Know The Law & Your School’s Sexual Assault Policy

Title IX, The Clery Act, and The Violence Against Women Act (VAWA) guide how colleges have to respond to sexual assault, dating violence, and stalking on campus.

Many colleges are rewriting their policies to keep up with changes in these laws and to best help victims. If you know these laws and your school’s policies you’ll be able to pinpoint where changes need to happen. All colleges must have a Title IX Coordinator who understands these laws and works on the school’s response to sexual violence, if you know who the Coordinator is on campus then you’ll know who to go to with concerns. Not everyone on campus is a confidential person, many campus staff have to report to the school if you disclose a sexual assault. You can ask if a person is confidential before you disclose!

Understand Your Numbers

Know how your college compares to the rest of the country. Schools are required to make their crime reports public knowledge, so it should be easy to see sexual violence on your campus by the numbers. Keep in mind that rape is the most underreported crime, so the numbers reported will not reflect the true incidence of rape on your campus, but it can give you a place to start setting goals for change.

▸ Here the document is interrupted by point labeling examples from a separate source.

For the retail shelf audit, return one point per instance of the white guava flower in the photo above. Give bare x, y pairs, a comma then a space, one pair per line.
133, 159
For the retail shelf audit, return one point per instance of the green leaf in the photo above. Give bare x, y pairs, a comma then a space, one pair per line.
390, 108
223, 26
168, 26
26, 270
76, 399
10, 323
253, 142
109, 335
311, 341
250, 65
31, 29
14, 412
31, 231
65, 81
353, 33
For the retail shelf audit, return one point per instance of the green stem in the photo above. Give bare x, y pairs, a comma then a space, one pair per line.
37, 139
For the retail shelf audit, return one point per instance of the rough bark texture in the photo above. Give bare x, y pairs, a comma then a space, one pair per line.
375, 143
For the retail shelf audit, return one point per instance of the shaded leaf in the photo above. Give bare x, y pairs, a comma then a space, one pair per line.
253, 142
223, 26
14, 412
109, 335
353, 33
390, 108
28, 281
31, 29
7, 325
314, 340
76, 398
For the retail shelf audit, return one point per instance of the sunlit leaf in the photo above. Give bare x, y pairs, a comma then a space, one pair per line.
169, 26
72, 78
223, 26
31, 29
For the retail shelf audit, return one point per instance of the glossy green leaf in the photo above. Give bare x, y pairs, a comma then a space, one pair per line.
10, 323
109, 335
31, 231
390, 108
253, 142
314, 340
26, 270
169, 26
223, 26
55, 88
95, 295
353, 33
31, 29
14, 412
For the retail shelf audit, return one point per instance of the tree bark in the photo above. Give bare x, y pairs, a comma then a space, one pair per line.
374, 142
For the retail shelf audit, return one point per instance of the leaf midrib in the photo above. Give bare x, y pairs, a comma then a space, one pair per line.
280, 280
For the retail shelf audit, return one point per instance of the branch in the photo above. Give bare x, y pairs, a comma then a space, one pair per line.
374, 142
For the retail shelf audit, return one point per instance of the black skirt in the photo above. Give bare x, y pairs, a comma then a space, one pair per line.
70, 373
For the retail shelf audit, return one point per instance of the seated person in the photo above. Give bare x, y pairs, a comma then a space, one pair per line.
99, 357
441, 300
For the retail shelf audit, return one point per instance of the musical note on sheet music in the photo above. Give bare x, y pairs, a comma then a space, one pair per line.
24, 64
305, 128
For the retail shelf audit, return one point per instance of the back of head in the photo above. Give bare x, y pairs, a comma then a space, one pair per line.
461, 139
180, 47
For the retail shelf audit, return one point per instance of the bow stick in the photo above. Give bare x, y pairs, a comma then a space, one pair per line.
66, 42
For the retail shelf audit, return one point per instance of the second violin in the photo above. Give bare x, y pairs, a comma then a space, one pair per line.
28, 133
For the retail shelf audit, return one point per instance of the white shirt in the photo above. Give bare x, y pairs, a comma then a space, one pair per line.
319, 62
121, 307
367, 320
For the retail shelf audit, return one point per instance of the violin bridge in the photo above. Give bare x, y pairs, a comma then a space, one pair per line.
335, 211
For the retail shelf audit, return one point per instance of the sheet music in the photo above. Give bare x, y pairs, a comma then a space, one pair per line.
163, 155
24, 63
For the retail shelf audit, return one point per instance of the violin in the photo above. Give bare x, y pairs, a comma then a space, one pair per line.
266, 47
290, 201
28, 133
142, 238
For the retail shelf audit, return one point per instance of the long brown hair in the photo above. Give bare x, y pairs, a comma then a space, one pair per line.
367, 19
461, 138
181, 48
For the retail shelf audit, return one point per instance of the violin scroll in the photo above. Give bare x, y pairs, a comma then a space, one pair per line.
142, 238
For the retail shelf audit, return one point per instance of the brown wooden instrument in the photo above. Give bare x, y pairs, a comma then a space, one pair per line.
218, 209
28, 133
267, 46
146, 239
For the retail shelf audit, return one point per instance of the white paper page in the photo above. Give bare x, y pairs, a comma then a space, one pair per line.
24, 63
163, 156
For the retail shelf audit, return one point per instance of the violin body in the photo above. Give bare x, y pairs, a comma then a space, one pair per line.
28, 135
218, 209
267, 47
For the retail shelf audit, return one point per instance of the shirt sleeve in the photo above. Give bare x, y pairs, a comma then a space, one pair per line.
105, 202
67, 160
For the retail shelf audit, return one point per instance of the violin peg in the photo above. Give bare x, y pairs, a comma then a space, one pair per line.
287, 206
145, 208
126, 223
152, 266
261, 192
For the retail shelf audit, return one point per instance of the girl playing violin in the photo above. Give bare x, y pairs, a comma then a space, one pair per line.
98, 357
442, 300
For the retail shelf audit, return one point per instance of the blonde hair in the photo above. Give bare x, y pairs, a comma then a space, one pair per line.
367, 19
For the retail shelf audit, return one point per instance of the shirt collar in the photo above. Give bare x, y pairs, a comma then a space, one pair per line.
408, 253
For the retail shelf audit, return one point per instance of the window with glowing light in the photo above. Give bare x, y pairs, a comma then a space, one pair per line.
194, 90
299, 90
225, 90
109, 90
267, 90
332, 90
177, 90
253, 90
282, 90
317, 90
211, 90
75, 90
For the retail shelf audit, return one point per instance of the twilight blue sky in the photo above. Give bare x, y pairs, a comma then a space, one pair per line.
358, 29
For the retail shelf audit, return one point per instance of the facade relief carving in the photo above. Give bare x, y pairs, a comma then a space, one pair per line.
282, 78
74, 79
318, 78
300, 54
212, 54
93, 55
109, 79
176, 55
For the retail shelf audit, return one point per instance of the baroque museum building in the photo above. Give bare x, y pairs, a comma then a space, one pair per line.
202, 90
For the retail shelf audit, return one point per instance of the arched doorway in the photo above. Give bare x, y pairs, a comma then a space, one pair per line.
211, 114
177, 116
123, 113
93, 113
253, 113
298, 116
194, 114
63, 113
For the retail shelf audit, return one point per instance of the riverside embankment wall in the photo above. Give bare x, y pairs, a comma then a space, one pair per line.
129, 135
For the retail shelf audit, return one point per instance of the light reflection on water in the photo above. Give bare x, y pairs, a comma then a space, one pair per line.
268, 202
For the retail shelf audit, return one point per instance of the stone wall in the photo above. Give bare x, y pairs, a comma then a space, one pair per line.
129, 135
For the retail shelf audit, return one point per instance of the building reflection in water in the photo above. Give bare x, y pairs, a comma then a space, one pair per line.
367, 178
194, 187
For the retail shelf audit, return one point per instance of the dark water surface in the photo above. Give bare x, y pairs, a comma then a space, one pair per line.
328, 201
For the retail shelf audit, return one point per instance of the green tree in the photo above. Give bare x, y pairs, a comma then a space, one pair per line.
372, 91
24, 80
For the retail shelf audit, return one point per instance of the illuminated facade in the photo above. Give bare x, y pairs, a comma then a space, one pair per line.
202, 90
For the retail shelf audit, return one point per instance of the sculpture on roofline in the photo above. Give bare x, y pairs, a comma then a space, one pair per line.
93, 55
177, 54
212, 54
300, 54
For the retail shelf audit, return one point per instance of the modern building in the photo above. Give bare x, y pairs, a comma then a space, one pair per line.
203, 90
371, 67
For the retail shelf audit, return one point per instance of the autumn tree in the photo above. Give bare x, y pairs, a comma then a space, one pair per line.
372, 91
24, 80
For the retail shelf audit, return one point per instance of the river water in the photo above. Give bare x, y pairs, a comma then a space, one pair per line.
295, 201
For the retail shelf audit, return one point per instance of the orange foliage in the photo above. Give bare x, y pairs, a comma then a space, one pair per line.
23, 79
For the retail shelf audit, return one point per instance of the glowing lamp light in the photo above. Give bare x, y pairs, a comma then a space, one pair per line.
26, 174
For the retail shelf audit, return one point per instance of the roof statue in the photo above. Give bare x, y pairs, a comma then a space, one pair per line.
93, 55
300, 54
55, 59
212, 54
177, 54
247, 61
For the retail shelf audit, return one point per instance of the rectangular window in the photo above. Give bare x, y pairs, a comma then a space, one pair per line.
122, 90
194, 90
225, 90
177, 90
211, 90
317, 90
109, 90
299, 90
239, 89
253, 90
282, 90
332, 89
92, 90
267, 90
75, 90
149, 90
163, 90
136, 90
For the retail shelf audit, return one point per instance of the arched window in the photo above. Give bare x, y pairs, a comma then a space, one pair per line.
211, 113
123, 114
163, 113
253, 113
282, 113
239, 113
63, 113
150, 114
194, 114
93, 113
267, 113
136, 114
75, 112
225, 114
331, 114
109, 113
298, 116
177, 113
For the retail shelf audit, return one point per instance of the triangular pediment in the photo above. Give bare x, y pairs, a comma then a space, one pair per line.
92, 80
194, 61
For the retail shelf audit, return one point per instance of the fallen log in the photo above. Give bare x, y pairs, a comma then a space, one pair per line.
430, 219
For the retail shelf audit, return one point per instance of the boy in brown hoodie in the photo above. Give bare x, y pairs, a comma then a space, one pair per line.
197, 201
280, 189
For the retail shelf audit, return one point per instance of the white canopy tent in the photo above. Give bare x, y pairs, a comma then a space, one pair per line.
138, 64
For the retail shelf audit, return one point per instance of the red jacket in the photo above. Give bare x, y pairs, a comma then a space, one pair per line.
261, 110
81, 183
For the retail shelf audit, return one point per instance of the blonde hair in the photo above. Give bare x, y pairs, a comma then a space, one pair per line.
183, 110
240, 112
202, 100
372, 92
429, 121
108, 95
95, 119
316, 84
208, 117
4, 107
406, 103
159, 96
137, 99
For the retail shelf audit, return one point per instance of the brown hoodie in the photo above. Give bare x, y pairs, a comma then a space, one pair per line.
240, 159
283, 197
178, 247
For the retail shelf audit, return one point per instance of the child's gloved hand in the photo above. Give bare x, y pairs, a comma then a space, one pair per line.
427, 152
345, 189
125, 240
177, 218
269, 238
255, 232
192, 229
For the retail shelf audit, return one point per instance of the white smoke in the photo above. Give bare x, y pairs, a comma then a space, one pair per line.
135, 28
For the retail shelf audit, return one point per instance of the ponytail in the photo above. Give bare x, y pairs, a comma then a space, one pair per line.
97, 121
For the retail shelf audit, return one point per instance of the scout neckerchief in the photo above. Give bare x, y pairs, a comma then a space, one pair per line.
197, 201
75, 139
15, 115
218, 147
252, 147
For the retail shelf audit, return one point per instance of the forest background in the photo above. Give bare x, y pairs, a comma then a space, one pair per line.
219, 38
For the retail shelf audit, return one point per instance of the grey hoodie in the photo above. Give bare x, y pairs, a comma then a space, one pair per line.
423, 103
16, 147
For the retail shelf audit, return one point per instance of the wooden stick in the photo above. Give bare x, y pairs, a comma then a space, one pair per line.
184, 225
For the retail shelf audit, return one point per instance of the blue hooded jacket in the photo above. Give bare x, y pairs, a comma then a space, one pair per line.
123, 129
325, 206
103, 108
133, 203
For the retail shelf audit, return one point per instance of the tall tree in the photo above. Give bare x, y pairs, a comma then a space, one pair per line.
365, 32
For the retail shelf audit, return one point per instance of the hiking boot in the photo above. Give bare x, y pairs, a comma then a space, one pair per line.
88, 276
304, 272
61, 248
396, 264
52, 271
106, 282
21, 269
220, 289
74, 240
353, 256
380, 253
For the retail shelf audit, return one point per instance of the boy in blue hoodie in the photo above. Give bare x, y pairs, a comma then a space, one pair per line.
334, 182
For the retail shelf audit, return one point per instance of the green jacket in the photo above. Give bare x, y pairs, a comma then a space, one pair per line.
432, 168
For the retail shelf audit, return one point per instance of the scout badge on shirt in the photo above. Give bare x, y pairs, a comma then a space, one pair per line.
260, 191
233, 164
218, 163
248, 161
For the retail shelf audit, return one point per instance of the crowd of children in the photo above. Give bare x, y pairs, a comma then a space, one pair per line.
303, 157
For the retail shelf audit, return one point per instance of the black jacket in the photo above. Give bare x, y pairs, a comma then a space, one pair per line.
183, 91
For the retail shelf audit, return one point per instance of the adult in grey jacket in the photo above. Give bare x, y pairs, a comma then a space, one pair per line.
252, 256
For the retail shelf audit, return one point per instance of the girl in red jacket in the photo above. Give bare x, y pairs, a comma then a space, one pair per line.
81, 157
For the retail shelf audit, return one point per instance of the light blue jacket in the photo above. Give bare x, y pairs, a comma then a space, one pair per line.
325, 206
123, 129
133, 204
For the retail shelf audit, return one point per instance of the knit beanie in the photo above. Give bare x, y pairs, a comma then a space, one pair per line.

Listen to Other Survivors and Students

The voices of survivors are vital in making change on campus. Not only do stories bring life to statistics and numbers, they help to make the problem of rape on campus real for people who may be skeptical. Stories are a powerful tool for change. It’s important to remember to be respectful when others share their stories, and always get permission before you share anyone’s personal experience in your prevention campaign.

Spread the Word

Now that you know the facts, make sure everyone else knows them too. Social media, rallies and marches, information tables, there are dozens of creative ways to raise awareness! The Tennessee Coalition to End Domestic and Sexual Violence is a great resource to support you in planning events and making change on your campus.

Step In and Speak Out

When you see something wrong- street harassment, someone at a party who is very drunk, someone yelling at or intimidating their partner- and you feel safe enough to step in do it! Make a distraction, get the vulnerable person home safely, and engage friends or other bystanders to help intervene, or call campus police. If more and more people speak out against sexual and domestic violence then perpetrators lose their license to operate.

Self-Care

Whether you are a survivor, a part of someone's support system, or volunteering/working in prevention self-care is necessary. It’s important to identify ways to take care of yourself and decompress to keep yourself from getting burned out or overwhelmed. Binge-watch your favorite show, go to a concert, paint, draw, run. Do anything that makes you feel good! Caring for yourself is as important as caring for others.